Clinical Research Staff and Protocol Coordinators

The SGFS will annotate new and existing exome and genome sequencing data for the presence of "actionable secondary findings." Participants with confirmed secondary findings will be offered genetic counseling to disclose these results with the SGFS genetic counselor.

The complete Guidance Memo describes the SGFS in detail.

How does it work?

We review your research sequence data to look for possible secondary findings
  • We will review your de-identified data. All findings are considered preliminary until confirmed with a second sample.
  • We will call you if we find possible secondary variants for return.

Down arrow

We need to know who the best point of contact is for us to work with.
  • We will also want to talk with someone in your group who is familiar with the participant and can give us some basic information, like the participant's name and what language they speak, etc.

Down arrow

SGFS staff will coordinate getting a second sample from your participant
  • PLEASE REVIEW THE SECTION ON CONSENT FOR INFORMATION ABOUT HOW TO TALK WITH PARTICIPANTS ABOUT THIS POSSIBILITY
  • You will need to register your patient at the NIHCC (if he/she is not already registered) and enter an order in NHGRI Genomic Variant Confirmation (CRIS) for confirmation of research findings

Down arrow

We will confirm the preliminary finding and provide genetic counseling to your participant
  • We will send your participant a counseling letter, file the result in the NIH medical record, and complete a genetics consult

 

 

What's an actionable secondary finding and why return it?

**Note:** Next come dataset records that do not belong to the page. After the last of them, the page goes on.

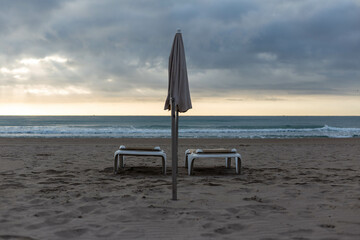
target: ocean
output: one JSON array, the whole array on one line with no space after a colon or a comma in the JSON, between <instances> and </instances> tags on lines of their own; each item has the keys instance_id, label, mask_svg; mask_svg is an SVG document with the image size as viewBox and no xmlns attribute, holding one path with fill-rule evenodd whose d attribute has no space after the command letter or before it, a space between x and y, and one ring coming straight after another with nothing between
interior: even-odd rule
<instances>
[{"instance_id":1,"label":"ocean","mask_svg":"<svg viewBox=\"0 0 360 240\"><path fill-rule=\"evenodd\" d=\"M0 116L0 137L169 138L170 116ZM355 117L181 116L180 138L359 138Z\"/></svg>"}]
</instances>

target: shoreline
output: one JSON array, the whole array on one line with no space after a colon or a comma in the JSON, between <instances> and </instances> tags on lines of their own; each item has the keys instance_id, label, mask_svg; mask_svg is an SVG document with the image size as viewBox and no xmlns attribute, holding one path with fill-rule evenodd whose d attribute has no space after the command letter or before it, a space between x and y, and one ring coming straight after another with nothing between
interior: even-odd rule
<instances>
[{"instance_id":1,"label":"shoreline","mask_svg":"<svg viewBox=\"0 0 360 240\"><path fill-rule=\"evenodd\" d=\"M119 145L160 146L128 158ZM171 199L170 138L0 138L0 239L358 239L356 138L179 139L178 201ZM187 148L236 148L183 166Z\"/></svg>"}]
</instances>

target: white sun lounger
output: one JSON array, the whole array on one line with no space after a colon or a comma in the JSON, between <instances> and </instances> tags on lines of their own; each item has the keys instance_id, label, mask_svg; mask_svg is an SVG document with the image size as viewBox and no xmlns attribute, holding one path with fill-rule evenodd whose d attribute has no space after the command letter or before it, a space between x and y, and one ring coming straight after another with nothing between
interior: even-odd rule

  • Actionable secondary findings are generally unrelated to your primary research questions, but should be returned to participants
  • Currently, the American College of Medical Genetics recommends that variants in 59 genes be returned to people undergoing clinical sequencing - this is frequently referred to as the "ACMG list."
  • Secondary findings are genetic predispositions to treatable or preventable diseases that participants may not have been aware of - they have the potential to improve health outcomes for your participants and their families
  • Most participants, when asked, say that they would like to receive this kind of information.

What does genetic counseling for secondary findings look like?

A very brief outline of the results return counseling session is:

  • Disclosure of result
  • Communication of recommendations for healthcare
  • Family history and risk assessment
  • Psychosocial assessment
  • Referral to appropriate provider near the patient's home
  • A genetic counseling letter and the result will be sent to the patient and a genetics consult will be entered into CRIS.

Key points to consider when submitting an application to the SGFS

  • Don't give participants a choice about receiving secondary findings if you intend to submit your exome data to us for annotation; we assume that every patient's data we review has consented to have their exome analyzed for these variants
  • Consider characteristics about your cohort or an individual participant that might complicate the return of secondary variants and be honest about these complications when consenting participants (e.g., your cohort/participant is not English-speaking, lives outside the US, has little access to healthcare, or all three)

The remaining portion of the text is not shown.